Carina Chocano and Her Bad Self

One example of why I love the Los Angeles Times's film critic (and thus never needed to mourn Manohla Dargis's defection to the NYT so much):

Whatever semblance of restraint Kapur showed in the first movie is flung over an Irish bluff here after Elizabeth slowly evolves into some kind of 16th-century Michael Corleone. The transformation occurs soon after she reluctantly orders her cousin Mary's execution on Walsingham's insistence, and gives way to some of the silliest, soapiest bombast to hit the screen since "The Phantom of the Opera."

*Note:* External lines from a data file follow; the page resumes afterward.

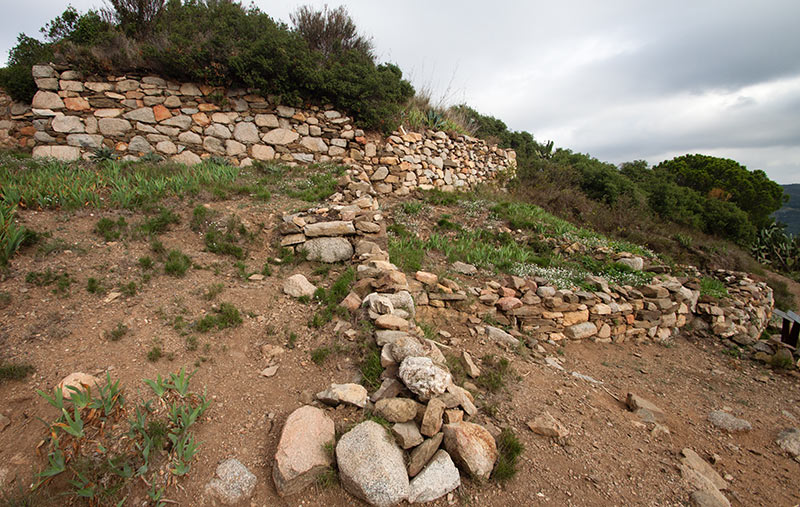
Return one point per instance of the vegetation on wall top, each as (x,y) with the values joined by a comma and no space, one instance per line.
(321,59)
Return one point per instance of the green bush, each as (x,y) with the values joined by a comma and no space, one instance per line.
(222,44)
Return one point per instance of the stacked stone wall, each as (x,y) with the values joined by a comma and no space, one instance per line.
(74,116)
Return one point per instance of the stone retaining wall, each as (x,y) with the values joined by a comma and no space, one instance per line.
(656,311)
(515,307)
(185,122)
(16,127)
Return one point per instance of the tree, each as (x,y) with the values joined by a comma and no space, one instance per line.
(724,179)
(330,31)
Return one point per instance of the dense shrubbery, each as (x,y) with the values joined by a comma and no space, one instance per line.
(714,195)
(223,43)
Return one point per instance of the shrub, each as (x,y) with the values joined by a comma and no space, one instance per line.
(329,31)
(224,44)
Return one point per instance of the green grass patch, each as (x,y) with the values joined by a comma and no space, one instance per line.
(227,315)
(494,373)
(371,368)
(177,263)
(160,223)
(509,449)
(46,183)
(713,288)
(111,230)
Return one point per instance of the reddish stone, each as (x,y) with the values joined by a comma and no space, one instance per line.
(201,119)
(508,303)
(161,113)
(76,103)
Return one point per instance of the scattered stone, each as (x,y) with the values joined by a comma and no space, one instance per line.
(396,410)
(407,435)
(469,365)
(694,462)
(581,331)
(464,268)
(725,421)
(422,454)
(499,336)
(391,322)
(301,454)
(79,381)
(270,371)
(371,465)
(547,425)
(437,479)
(335,228)
(328,250)
(298,286)
(472,447)
(432,419)
(424,378)
(233,482)
(645,409)
(352,394)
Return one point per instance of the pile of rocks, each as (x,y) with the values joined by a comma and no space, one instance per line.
(531,306)
(417,397)
(16,130)
(134,115)
(741,316)
(324,233)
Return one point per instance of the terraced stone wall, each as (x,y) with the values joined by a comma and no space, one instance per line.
(135,115)
(16,127)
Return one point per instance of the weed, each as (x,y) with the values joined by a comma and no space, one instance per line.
(713,288)
(509,449)
(117,333)
(200,216)
(224,317)
(157,247)
(111,230)
(213,291)
(146,262)
(191,343)
(328,478)
(129,289)
(493,374)
(154,354)
(322,270)
(177,263)
(15,371)
(318,186)
(320,354)
(223,243)
(93,286)
(411,208)
(159,223)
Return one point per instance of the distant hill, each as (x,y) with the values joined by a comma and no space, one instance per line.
(789,214)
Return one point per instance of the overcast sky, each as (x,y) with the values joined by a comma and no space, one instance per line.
(620,80)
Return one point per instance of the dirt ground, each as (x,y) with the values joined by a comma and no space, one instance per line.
(609,458)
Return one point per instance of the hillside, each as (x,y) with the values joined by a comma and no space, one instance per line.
(271,274)
(543,354)
(789,214)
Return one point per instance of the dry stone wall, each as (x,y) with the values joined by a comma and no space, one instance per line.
(134,116)
(16,127)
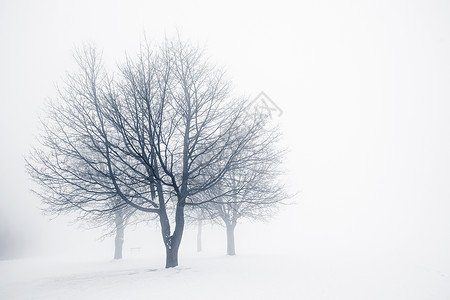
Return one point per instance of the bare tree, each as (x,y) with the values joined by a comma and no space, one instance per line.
(253,188)
(143,136)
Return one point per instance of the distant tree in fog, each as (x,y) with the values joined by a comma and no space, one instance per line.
(251,190)
(155,135)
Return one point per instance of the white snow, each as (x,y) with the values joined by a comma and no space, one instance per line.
(208,276)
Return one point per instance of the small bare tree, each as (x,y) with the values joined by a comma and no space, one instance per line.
(250,190)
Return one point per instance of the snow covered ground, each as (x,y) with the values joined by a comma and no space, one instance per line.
(208,276)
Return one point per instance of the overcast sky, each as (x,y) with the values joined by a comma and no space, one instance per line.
(363,85)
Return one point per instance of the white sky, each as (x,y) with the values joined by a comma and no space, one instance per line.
(364,86)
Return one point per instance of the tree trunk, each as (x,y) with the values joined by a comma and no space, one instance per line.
(172,242)
(199,236)
(120,233)
(230,239)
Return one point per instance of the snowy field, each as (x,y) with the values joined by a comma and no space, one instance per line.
(206,276)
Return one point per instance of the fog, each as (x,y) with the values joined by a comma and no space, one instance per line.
(364,91)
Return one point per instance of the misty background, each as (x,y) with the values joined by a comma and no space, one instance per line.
(364,89)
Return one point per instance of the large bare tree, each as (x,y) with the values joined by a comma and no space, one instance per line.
(144,135)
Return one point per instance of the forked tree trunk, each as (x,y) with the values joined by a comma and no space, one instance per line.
(120,233)
(172,242)
(199,236)
(231,250)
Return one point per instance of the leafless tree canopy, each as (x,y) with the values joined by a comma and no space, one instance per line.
(159,134)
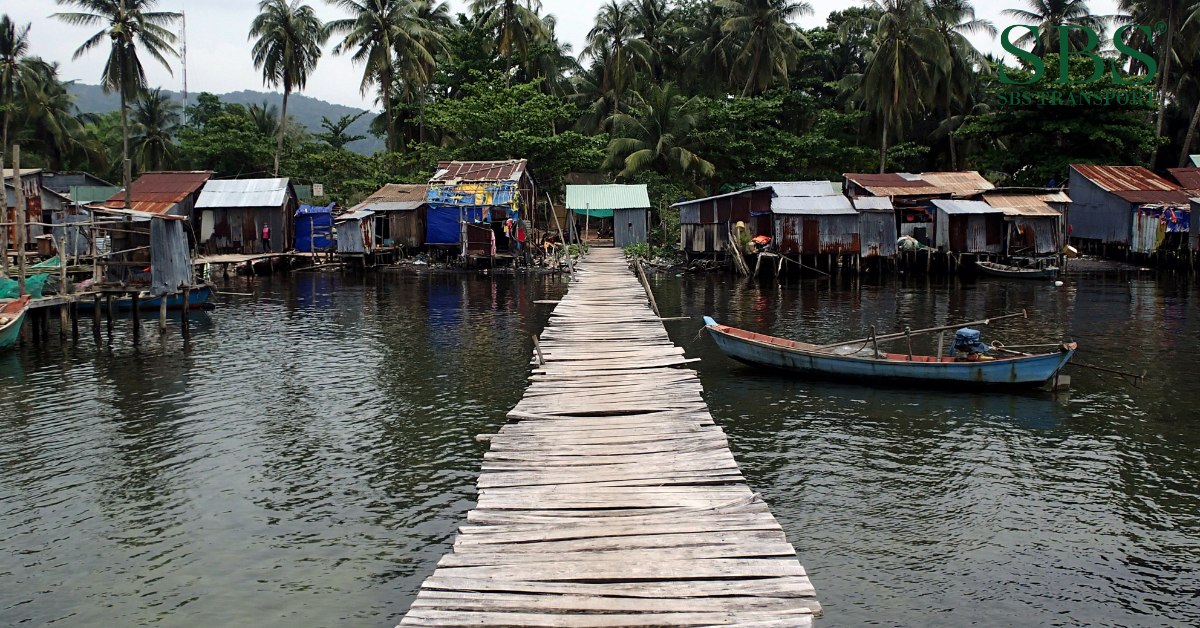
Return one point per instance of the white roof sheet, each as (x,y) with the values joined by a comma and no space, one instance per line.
(243,193)
(802,187)
(965,207)
(811,204)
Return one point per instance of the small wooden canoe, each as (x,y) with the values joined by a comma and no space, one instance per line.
(1005,270)
(761,350)
(12,316)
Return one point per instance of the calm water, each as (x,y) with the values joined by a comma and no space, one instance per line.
(306,458)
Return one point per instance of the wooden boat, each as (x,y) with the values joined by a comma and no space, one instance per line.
(196,298)
(12,316)
(850,360)
(1005,270)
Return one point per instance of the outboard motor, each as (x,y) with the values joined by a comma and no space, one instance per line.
(966,340)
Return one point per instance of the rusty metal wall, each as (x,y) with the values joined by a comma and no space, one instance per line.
(817,234)
(1047,233)
(702,238)
(879,233)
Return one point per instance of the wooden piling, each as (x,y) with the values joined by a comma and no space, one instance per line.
(611,497)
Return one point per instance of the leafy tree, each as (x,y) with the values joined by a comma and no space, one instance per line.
(289,39)
(126,25)
(515,27)
(497,121)
(156,119)
(1048,16)
(658,136)
(228,143)
(335,132)
(377,29)
(954,21)
(48,120)
(766,39)
(1031,143)
(901,71)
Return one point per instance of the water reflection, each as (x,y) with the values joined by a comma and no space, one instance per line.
(307,456)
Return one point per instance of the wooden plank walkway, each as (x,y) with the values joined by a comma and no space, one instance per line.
(611,498)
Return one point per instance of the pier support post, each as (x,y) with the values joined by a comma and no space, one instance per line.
(95,316)
(137,317)
(183,312)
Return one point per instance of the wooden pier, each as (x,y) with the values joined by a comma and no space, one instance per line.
(611,497)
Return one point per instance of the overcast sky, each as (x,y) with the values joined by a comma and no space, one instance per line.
(219,52)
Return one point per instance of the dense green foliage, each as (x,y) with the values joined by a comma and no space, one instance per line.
(689,96)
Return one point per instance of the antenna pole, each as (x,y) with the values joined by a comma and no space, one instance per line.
(183,39)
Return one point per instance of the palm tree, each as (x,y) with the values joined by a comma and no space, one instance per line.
(377,29)
(1048,16)
(658,136)
(649,24)
(516,25)
(13,46)
(287,49)
(48,119)
(903,70)
(954,19)
(615,47)
(265,119)
(1174,15)
(767,39)
(126,25)
(156,118)
(709,55)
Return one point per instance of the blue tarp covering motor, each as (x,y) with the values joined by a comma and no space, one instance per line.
(442,222)
(315,228)
(966,340)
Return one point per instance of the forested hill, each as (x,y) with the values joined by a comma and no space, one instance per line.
(304,109)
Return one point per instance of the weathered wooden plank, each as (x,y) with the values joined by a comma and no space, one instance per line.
(611,497)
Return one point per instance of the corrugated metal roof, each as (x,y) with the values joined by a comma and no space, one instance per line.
(395,197)
(1187,178)
(955,207)
(156,192)
(1021,204)
(969,183)
(354,215)
(479,171)
(802,187)
(607,197)
(243,193)
(811,204)
(874,203)
(892,184)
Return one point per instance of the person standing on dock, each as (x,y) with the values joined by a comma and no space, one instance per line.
(267,238)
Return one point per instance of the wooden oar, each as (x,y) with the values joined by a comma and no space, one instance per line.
(916,332)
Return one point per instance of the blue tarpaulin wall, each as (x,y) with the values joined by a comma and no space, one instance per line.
(315,228)
(442,222)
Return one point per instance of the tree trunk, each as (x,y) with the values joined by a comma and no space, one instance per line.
(1191,137)
(1167,71)
(283,123)
(385,87)
(883,147)
(125,149)
(949,114)
(4,199)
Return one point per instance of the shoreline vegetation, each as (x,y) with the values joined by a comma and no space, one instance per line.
(690,96)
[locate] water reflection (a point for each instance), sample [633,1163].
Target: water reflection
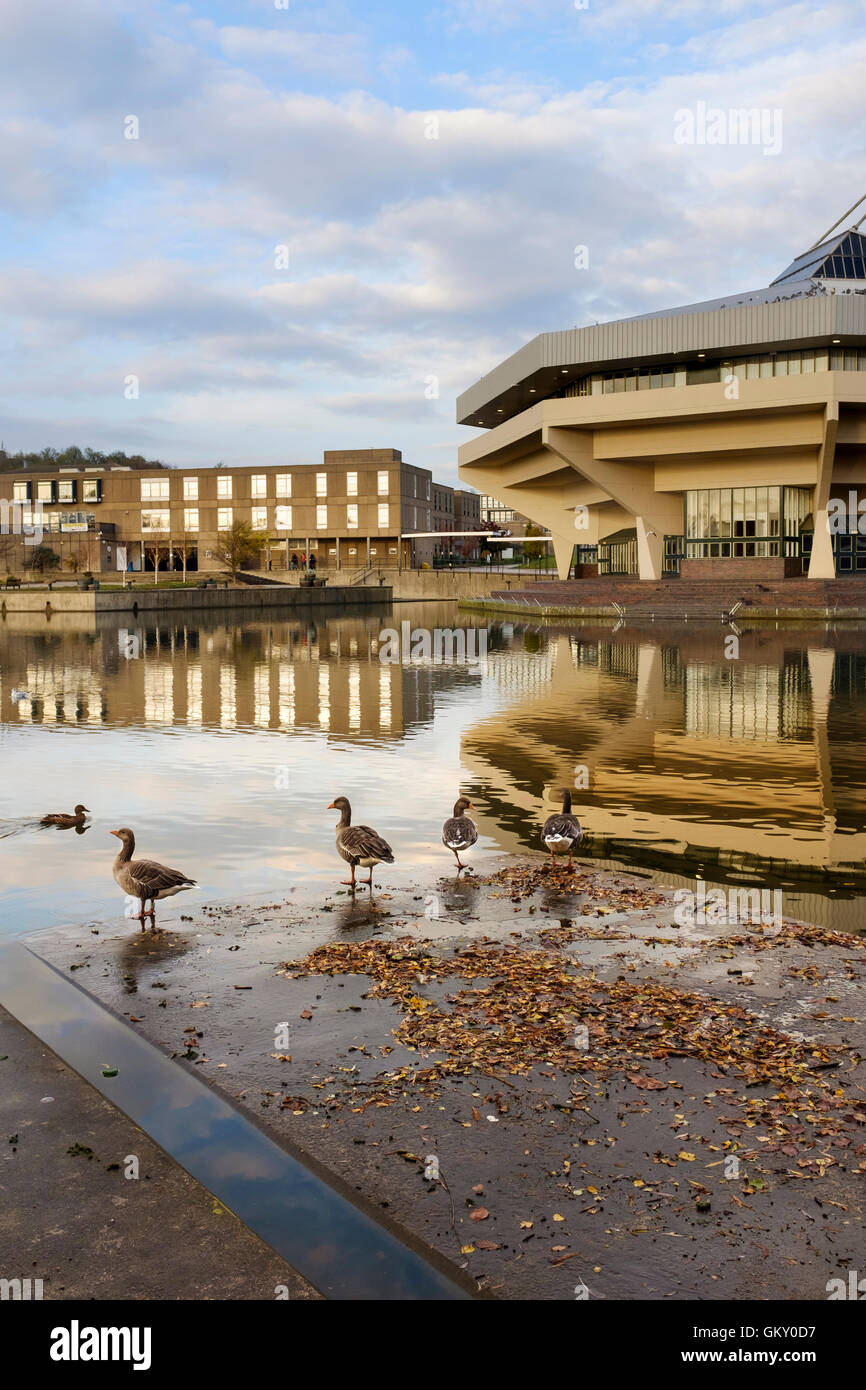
[224,741]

"Elizabeth: The Golden Age" gives new meaning to "costume drama" in that it is a drama primarily about costumes. But the drama is about as subtle as a sledgehammer to the temple.

Kapur is so invested in transforming his heroine into a comic book heroine that he reduces her antagonists to caricatures. Mary Tudor is a hysterical, dim-witted turkey; Mary Stuart a twitchy snake; Philip a sweaty creep; his emissaries and soldiers talk like they're trying not to flunk 7th-grade Spanish. Raleigh, meanwhile, is presented as a Byronic love guru, spouting homilies ("Why be afraid of tomorrow when today is all we have?") at every opportunity. Not a moment is left un-underscored by a soaring chorale, not a kiss is left un-backgrounded by a smoldering fire, not a pose left unstruck aboard a flaming vessel in the heat of battle.
Hmm. Cate probably rocks, as always, but I'm not exactly chomping at the bit anymore to see this bombastic silliness. I will see it of course. The sets and costumes and action are still probably phenomenal.

3 comments:

joe*to*hell said...

why doesnt she ever break out from these roles? she doe other crap, but its always the costume dramas that make her mark......i guess because she seems so frigid

Anonymous said...

JTH, did you see Notes On A Scandal?

LadrĂ³n de Basura (a.k.a. Junk Thief) said...

See it for the sets and costumes? You almost sound as if you were...oh, I can't even say that word!